The Insurance Regulatory and Development Authority of India (IRDAI) has set a deadline of March 1, 2025, for all insurance companies to implement Bima-ASBA, a UPI One-Time Mandate (OTM) system designed to block customer premium amounts until their insurance policy is finalized through underwriting. This mechanism is intended to enhance transparency and consumer protection by converting upfront premium debits into blocked amounts that are only debited upon policy acceptance or automatically unblocked if the proposal is rejected or not processed within 14 days.
Despite the approaching deadline, adoption has been remarkably slow, with only Bajaj Allianz Life Insurance and ICICI Lombard having successfully launched the Bima-ASBA system so far. Major industry players are reportedly struggling with implementation due to significant obstacles. Key challenges include the need for deep integration between legacy policy administration systems, banks, UPI providers, and payment aggregators, which requires substantial engineering and contractual agreements. Insurers are also concerned about potential disruptions to their near-term cash flows, as large volumes of premium money could be held in a blocked state, increasing operational burdens related to mandate management and reconciliation.
Banks and UPI providers also need to onboard insurer flows, establish Service Level Agreements (SLAs) for OTM handling, and automate mass unblocking processes. While regulators and industry bodies are in dialogue to resolve these issues and smooth out rollouts, widespread adoption is expected to accelerate only after more large players complete pilot integrations and their systems stabilize.
Impact:
This development is crucial for the operational efficiency and customer experience within the Indian insurance sector. Successful implementation of Bima-ASBA can build greater trust and reduce customer grievances, potentially leading to increased policy sales and improved market sentiment for the sector. The slow adoption, however, highlights systemic challenges that could affect the financial performance and technological modernization of insurance firms.
Rating: 7/10
Difficult Terms:
UPI One-Time Mandate (OTM): A UPI feature allowing users to authorize recurring or one-time future debits from their bank account for specific services, like subscriptions or scheduled payments, without needing manual approval each time.

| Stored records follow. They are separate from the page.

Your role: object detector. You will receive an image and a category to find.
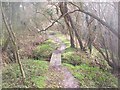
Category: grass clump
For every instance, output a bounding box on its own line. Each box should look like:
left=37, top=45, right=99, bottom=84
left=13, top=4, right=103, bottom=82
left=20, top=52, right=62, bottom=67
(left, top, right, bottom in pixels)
left=2, top=60, right=48, bottom=88
left=63, top=63, right=117, bottom=88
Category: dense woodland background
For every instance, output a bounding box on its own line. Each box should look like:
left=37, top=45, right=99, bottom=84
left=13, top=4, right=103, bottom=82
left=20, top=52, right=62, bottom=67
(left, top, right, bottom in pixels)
left=0, top=2, right=120, bottom=88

Underwriting: The process insurance companies use to assess the risk of insuring a person or asset, determining whether to accept the risk and at what premium.
ASBA (Applications Supported by Blocked Amount): A process used in Indian IPOs where investors block funds in their bank accounts to pay for shares they applied for, with funds only debited if shares are allotted.
Legacy infrastructure: Older IT systems and hardware that are still in use but may be outdated, complex to maintain, and difficult to integrate with newer technologies.
Cash flow: The net amount of cash and cash-equivalents being transferred into and out of a company. Positive cash flow means more money is coming in than going out.
SLAs (Service Level Agreements): Contracts between service providers and customers that define the level of service expected, including performance standards, responsibilities, and remedies for failure.